MeltanoLabs / tap-gitlab

Singer.io Tap for extracting data from Gitlab's API
GNU Affero General Public License v3.0
11 stars 27 forks source link

Discussion: Allow start_date to override the state timestamp when it is more recent #42

Closed pnadolny13 closed 2 years ago

pnadolny13 commented 2 years ago

In GitLab by @tomelliff on Oct 8, 2020, 21:21

I'd like to be able to use the state between runs to minimise how much data we pull back from Gitlab.

Unfortunately the heaviest part for us is tracking back through to the first created status job as this is non terminal.
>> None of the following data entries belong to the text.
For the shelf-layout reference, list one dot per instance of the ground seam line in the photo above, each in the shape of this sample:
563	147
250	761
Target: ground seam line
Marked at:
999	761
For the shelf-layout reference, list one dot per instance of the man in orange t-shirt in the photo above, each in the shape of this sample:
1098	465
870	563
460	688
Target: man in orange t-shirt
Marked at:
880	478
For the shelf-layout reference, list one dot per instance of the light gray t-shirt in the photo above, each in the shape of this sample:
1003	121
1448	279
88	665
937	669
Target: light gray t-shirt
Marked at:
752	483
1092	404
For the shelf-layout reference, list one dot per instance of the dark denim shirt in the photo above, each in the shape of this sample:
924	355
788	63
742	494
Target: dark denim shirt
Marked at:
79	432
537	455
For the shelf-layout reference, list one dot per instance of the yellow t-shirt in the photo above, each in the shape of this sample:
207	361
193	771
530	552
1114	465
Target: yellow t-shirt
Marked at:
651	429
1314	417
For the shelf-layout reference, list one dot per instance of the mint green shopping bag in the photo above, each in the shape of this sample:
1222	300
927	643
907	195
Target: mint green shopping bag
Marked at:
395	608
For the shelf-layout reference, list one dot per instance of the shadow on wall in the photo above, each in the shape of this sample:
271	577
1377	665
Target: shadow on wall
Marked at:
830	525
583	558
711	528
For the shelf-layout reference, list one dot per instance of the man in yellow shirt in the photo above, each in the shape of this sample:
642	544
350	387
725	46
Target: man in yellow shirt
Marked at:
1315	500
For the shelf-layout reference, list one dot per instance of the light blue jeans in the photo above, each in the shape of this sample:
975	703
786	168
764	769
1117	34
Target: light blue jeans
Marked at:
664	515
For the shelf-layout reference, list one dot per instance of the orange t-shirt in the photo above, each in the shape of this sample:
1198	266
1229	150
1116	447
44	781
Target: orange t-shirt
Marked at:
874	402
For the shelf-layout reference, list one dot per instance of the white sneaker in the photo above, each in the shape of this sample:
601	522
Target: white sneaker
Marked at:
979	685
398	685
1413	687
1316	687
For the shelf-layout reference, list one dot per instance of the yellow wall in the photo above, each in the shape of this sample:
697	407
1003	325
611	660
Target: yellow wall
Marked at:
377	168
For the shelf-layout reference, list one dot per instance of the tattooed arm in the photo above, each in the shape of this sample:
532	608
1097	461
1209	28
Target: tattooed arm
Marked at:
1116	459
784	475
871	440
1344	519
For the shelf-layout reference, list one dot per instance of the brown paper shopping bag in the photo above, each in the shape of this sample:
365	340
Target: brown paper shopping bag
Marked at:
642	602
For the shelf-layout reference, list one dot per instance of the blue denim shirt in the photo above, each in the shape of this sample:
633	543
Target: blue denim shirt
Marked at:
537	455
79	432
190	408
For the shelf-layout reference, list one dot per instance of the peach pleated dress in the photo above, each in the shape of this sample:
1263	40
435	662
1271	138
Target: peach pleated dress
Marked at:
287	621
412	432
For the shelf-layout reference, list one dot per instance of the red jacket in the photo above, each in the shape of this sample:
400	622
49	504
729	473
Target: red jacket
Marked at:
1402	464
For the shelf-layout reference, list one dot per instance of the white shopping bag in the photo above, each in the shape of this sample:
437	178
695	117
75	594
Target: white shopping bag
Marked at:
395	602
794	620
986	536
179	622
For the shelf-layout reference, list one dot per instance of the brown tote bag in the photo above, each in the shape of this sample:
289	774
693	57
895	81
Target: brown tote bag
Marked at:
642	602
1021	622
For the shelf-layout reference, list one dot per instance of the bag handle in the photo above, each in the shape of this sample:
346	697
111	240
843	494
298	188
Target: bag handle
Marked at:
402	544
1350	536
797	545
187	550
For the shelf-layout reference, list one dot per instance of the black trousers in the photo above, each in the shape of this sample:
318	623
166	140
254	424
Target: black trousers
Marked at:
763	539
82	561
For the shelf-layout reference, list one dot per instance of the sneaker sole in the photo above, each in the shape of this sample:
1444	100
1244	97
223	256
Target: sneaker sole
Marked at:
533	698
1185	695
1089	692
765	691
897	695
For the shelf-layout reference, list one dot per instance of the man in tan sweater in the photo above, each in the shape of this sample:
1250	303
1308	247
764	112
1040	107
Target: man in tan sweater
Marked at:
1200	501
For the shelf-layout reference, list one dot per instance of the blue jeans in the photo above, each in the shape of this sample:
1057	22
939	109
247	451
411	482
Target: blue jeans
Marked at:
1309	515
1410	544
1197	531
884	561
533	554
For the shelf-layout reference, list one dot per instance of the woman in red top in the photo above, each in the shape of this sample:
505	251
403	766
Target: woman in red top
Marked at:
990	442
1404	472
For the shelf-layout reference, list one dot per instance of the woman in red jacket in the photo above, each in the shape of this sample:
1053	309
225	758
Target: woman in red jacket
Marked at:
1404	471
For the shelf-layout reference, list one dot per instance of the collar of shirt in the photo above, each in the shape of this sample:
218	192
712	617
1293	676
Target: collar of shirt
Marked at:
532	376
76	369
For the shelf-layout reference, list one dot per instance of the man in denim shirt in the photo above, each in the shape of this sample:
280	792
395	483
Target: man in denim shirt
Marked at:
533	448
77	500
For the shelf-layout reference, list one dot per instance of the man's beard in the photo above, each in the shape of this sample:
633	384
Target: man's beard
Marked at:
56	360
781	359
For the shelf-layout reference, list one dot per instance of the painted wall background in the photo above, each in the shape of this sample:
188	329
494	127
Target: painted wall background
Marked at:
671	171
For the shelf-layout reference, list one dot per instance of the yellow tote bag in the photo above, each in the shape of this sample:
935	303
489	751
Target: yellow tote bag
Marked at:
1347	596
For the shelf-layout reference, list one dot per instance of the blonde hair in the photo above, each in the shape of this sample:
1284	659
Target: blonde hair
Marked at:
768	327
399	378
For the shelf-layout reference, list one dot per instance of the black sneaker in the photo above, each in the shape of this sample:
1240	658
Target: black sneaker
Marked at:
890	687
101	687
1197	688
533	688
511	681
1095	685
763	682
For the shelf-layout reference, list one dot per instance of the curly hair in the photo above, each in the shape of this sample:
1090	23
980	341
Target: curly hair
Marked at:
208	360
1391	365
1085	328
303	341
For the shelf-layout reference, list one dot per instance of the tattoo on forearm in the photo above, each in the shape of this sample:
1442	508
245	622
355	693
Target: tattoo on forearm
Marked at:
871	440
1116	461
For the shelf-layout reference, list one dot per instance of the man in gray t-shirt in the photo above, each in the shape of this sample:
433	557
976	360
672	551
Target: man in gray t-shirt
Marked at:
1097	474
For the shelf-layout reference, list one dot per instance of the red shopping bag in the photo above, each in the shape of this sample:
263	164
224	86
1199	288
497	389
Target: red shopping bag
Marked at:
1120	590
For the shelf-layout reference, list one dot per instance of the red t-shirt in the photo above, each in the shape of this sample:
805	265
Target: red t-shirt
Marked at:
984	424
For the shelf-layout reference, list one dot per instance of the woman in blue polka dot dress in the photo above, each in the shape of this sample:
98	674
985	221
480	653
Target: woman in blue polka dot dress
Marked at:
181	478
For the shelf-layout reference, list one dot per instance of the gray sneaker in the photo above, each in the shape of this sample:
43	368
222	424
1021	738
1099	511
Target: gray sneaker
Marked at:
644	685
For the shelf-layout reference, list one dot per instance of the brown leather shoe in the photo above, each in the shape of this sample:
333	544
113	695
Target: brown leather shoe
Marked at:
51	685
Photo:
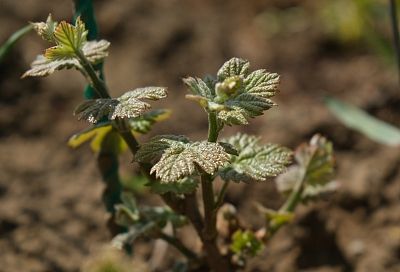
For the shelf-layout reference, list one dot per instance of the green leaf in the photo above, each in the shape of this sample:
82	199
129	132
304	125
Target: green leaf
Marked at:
359	120
144	123
183	186
233	67
129	105
44	67
236	95
69	40
254	162
46	29
96	51
198	87
180	158
97	135
245	243
314	166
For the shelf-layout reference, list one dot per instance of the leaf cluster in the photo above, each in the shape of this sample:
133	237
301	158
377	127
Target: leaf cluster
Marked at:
235	95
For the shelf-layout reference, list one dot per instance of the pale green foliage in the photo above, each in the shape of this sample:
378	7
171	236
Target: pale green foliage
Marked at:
144	123
129	105
254	162
245	243
46	29
236	95
69	41
176	157
314	167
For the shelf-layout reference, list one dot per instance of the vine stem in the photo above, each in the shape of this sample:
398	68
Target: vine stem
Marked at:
216	260
187	206
395	30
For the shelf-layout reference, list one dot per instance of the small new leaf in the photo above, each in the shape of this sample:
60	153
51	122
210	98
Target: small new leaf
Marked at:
69	39
236	95
180	158
44	67
245	243
314	167
145	122
254	162
129	105
46	29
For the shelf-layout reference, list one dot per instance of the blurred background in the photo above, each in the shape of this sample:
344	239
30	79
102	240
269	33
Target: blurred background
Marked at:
51	214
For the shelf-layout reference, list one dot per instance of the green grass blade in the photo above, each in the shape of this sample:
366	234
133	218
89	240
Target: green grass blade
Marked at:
6	47
364	123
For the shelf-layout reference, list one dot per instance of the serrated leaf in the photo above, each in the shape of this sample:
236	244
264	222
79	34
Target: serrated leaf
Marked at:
314	166
237	95
262	83
233	67
152	151
183	186
44	67
46	29
180	158
129	105
254	162
144	123
69	39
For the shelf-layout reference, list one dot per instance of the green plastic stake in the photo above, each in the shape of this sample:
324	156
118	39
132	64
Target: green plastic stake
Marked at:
9	44
359	120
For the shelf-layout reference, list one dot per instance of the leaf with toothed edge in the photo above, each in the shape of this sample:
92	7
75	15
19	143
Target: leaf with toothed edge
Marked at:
236	95
180	158
129	105
254	162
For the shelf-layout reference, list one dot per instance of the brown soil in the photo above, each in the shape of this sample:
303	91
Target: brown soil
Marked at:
51	215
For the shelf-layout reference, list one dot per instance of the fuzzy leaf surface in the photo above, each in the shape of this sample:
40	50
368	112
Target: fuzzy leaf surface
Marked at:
254	162
145	122
236	95
314	166
180	158
68	40
129	105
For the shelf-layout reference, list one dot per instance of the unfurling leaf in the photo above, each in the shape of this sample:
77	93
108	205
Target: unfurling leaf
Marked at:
129	105
254	162
314	167
144	123
69	40
176	157
236	95
245	243
44	67
46	29
97	134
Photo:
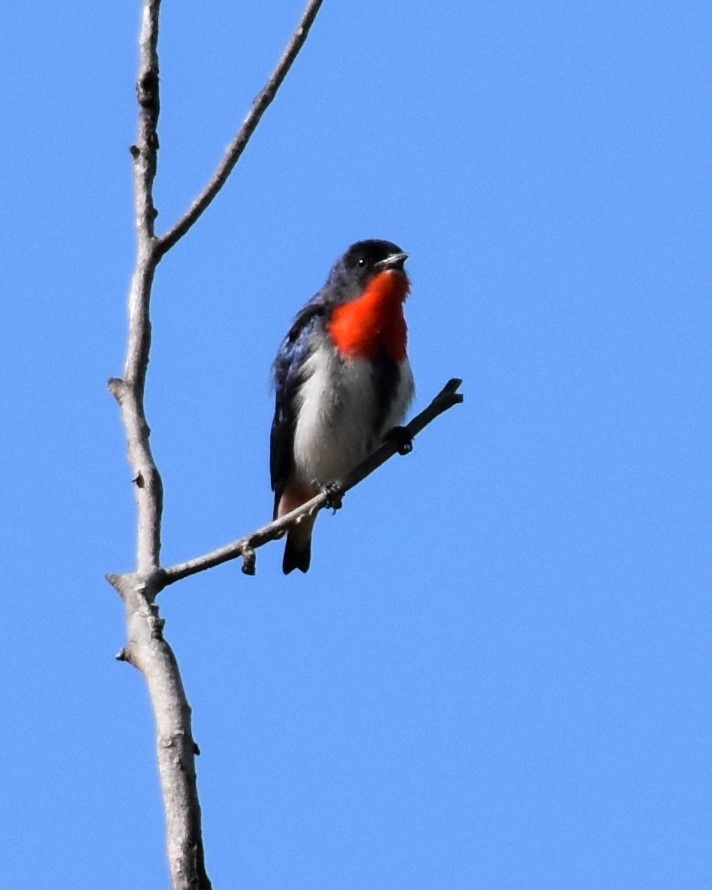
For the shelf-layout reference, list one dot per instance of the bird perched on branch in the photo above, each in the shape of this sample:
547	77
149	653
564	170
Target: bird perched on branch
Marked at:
342	382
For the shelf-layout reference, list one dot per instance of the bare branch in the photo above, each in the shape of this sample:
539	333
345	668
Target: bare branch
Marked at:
246	546
146	648
238	144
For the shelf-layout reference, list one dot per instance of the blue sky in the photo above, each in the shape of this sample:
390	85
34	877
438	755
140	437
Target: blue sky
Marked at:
498	672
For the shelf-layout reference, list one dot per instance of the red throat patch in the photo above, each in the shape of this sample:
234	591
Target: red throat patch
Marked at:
374	322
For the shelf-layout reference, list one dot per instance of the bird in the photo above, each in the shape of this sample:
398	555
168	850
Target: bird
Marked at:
342	382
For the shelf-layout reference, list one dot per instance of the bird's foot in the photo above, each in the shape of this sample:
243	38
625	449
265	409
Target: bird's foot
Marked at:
401	438
334	496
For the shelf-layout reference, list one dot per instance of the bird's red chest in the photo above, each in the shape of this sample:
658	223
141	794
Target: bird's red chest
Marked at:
374	322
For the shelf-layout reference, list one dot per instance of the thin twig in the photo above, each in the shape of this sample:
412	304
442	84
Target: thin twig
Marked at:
237	146
444	400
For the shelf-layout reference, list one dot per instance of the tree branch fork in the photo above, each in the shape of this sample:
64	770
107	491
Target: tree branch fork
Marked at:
149	584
Ultimately this will nearly always track back to one of the first few pipelines for some of our projects because we have manual jobs that are blocking other jobs that are then left in the created status.

To get around this I'm dynamically setting the start_date by running the following command first:

if [ $INCREMENTAL = true ]; then
  export GITLAB_API_START_DATE=$(date --date "1 month ago" --iso-8601=seconds)
else
  export GITLAB_API_START_DATE=2020-01-01T00:00:00Z
fi

This then means we only track back a month on incremental runs when there is no state. However this doesn't work when there is state because it will use the state instead and only falls back to start_date when the state is empty for the entity.

I'd like to propose the following change:

diff --git a/tap_gitlab/__init__.py b/tap_gitlab/__init__.py
index b38a292..a3ccc14 100644
--- a/tap_gitlab/__init__.py
+++ b/tap_gitlab/__init__.py
@@ -169,7 +169,7 @@ def get_url(entity, id, secondary_id=None, start_date=None):

 def get_start(entity):
-    if entity not in STATE:
+    if entity not in STATE or parse_datetime(STATE[entity]) < parse_datetime(CONFIG['start_date']):
         STATE[entity] = CONFIG['start_date']
     return STATE[entity]

This feels potentially a little bit controversial to me for some reason but if someone states a start_date that is more recent than the state is tracking it is likely because they are deliberately trying to override the state being too old for an entity. I might be missing a use case here though.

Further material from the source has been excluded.